Speaker of the Tasmanian House of Assembly
- In office 23 April 1996 – 5 October 1998
- Preceded by: Graeme Page
- Succeeded by: Michael Polley

Member of the Tasmanian House of Assembly for Bass
- In office 8 February 1986 – 1 March 2000

Personal details
- Born: Francis Leslie Madill 5 September 1941 (age 84) Pakenham, Victoria, Australia
- Party: Liberal Party
- Alma mater: University of Melbourne
- Occupation: Doctor
- Profession: General practitioner

= Frank Madill (Australian politician) =

Australian politician (born 1941)

Francis Leslie "Frank" Madill AM, FRACGP (born 5 September 1941) is an Australian medical doctor and former politician, who was a Liberal Party member of the Tasmanian House of Assembly from 1986 until 2000.

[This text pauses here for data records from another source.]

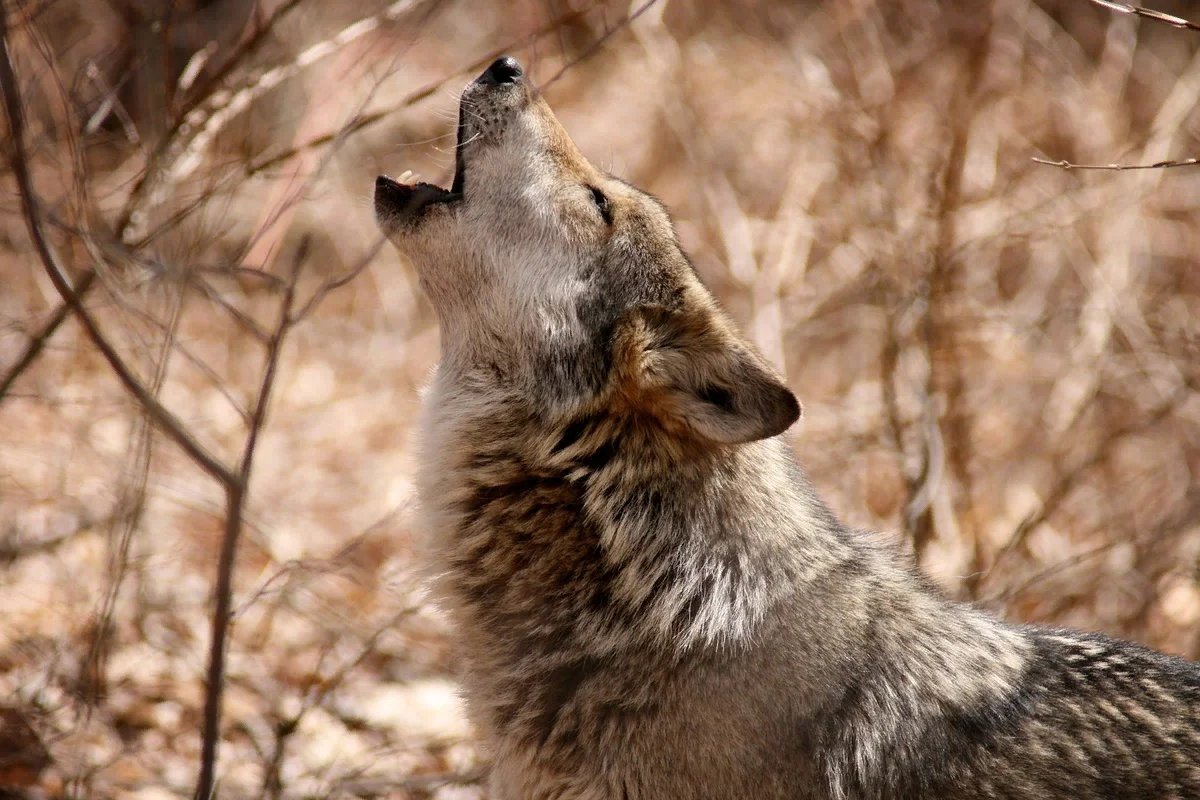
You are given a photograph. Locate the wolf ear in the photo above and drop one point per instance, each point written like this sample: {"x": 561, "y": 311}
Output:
{"x": 690, "y": 371}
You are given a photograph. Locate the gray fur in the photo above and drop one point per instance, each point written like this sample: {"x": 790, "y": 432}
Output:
{"x": 651, "y": 600}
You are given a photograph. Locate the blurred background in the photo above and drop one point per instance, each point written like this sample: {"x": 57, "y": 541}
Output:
{"x": 997, "y": 358}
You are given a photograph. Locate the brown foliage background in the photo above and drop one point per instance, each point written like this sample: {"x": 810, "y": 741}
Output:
{"x": 997, "y": 358}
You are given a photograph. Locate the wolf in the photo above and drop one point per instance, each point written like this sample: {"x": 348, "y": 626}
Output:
{"x": 649, "y": 599}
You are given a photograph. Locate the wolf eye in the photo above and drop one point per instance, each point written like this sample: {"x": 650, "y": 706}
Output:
{"x": 601, "y": 204}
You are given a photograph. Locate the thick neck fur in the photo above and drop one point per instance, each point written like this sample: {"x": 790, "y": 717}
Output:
{"x": 583, "y": 539}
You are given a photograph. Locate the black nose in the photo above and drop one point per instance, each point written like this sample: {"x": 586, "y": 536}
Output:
{"x": 503, "y": 70}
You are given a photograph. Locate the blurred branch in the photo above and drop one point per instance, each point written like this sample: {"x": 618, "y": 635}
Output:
{"x": 624, "y": 22}
{"x": 1179, "y": 522}
{"x": 363, "y": 121}
{"x": 39, "y": 340}
{"x": 162, "y": 417}
{"x": 1147, "y": 13}
{"x": 1069, "y": 479}
{"x": 1161, "y": 164}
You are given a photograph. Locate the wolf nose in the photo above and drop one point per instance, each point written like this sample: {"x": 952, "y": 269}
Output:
{"x": 503, "y": 70}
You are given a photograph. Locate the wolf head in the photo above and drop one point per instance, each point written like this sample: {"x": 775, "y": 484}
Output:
{"x": 568, "y": 284}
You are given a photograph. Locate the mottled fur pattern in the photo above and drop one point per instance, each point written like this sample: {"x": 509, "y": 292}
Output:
{"x": 651, "y": 600}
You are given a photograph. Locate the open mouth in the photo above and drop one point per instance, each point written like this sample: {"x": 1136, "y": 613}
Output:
{"x": 396, "y": 198}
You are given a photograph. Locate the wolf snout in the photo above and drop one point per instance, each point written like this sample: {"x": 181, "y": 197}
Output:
{"x": 504, "y": 70}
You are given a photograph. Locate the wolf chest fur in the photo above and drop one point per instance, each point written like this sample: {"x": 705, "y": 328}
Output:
{"x": 651, "y": 600}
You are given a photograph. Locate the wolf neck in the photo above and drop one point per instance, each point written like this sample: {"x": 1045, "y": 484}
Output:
{"x": 585, "y": 529}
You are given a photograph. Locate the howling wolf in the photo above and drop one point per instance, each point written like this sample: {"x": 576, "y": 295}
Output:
{"x": 651, "y": 601}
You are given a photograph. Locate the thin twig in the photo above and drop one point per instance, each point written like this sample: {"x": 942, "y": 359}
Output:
{"x": 235, "y": 503}
{"x": 1147, "y": 13}
{"x": 624, "y": 22}
{"x": 39, "y": 340}
{"x": 162, "y": 416}
{"x": 1069, "y": 480}
{"x": 1159, "y": 164}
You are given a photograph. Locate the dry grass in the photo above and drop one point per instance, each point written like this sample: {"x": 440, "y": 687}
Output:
{"x": 997, "y": 358}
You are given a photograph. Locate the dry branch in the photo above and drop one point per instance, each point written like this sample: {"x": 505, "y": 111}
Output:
{"x": 235, "y": 501}
{"x": 163, "y": 417}
{"x": 1147, "y": 13}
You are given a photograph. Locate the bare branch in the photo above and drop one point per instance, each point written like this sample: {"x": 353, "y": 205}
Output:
{"x": 39, "y": 340}
{"x": 235, "y": 503}
{"x": 1147, "y": 13}
{"x": 161, "y": 416}
{"x": 1159, "y": 164}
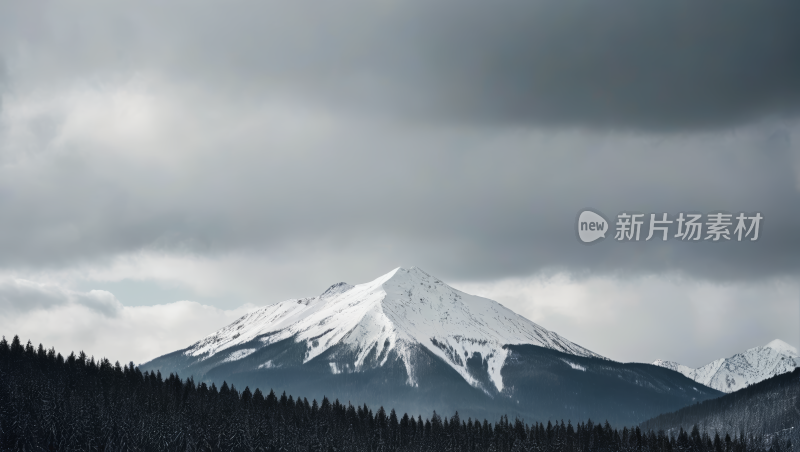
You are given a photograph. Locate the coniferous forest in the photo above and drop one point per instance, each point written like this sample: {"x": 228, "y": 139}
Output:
{"x": 48, "y": 402}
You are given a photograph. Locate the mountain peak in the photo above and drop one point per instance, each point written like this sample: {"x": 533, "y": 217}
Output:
{"x": 742, "y": 369}
{"x": 336, "y": 289}
{"x": 399, "y": 312}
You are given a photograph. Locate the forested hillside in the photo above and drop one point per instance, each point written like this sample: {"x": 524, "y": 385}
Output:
{"x": 770, "y": 408}
{"x": 48, "y": 402}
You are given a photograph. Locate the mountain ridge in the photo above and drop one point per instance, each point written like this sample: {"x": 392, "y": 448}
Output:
{"x": 392, "y": 312}
{"x": 410, "y": 341}
{"x": 742, "y": 369}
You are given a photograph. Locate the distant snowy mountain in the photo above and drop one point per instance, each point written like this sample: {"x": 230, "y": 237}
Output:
{"x": 742, "y": 369}
{"x": 410, "y": 341}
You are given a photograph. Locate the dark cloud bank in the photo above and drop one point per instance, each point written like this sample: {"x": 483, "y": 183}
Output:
{"x": 452, "y": 177}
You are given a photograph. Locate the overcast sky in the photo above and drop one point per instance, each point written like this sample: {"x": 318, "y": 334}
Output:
{"x": 166, "y": 167}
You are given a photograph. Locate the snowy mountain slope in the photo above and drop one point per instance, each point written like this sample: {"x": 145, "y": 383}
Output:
{"x": 393, "y": 313}
{"x": 407, "y": 340}
{"x": 742, "y": 369}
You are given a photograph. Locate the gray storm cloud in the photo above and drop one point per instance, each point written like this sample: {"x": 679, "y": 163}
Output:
{"x": 634, "y": 65}
{"x": 20, "y": 296}
{"x": 466, "y": 135}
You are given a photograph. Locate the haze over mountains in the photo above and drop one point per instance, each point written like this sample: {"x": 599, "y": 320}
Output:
{"x": 742, "y": 369}
{"x": 410, "y": 341}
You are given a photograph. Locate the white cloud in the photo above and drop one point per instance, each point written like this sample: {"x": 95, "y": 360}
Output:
{"x": 74, "y": 321}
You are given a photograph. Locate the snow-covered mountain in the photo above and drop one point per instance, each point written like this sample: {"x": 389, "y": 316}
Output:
{"x": 742, "y": 369}
{"x": 396, "y": 312}
{"x": 409, "y": 341}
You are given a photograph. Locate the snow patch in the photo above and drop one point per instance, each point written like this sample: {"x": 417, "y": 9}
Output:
{"x": 574, "y": 366}
{"x": 239, "y": 354}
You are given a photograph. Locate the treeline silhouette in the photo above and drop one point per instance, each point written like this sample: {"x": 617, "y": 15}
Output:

He graduated with Bachelor of Medicine and Bachelor of Surgery degrees from the University of Melbourne in 1965, relocating to Tasmania in 1966 and becoming a Fellow of the Royal Australian College of General Practitioners in 1972.

Madill first entered parliament in the 1986 Tasmanian election in the electorate of Bass. He became the Speaker of the House of Assembly on 23 April 1996, and held the position until 1998. On 1 March 2000 he resigned due to illness.

Following his resignation from parliament, Madill again took up general practice as a doctor. He published a number of autobiographical novels, including Why Politics Doctor? Politics: Warts and All. He currently lectures in Human Life Sciences at the University of Tasmania.

In the 2014 Australia Day Honours, Madill was made a Member of the Order of Australia (AM) for significant service to the Parliament of Tasmania, to medicine as a general practitioner, and to the community.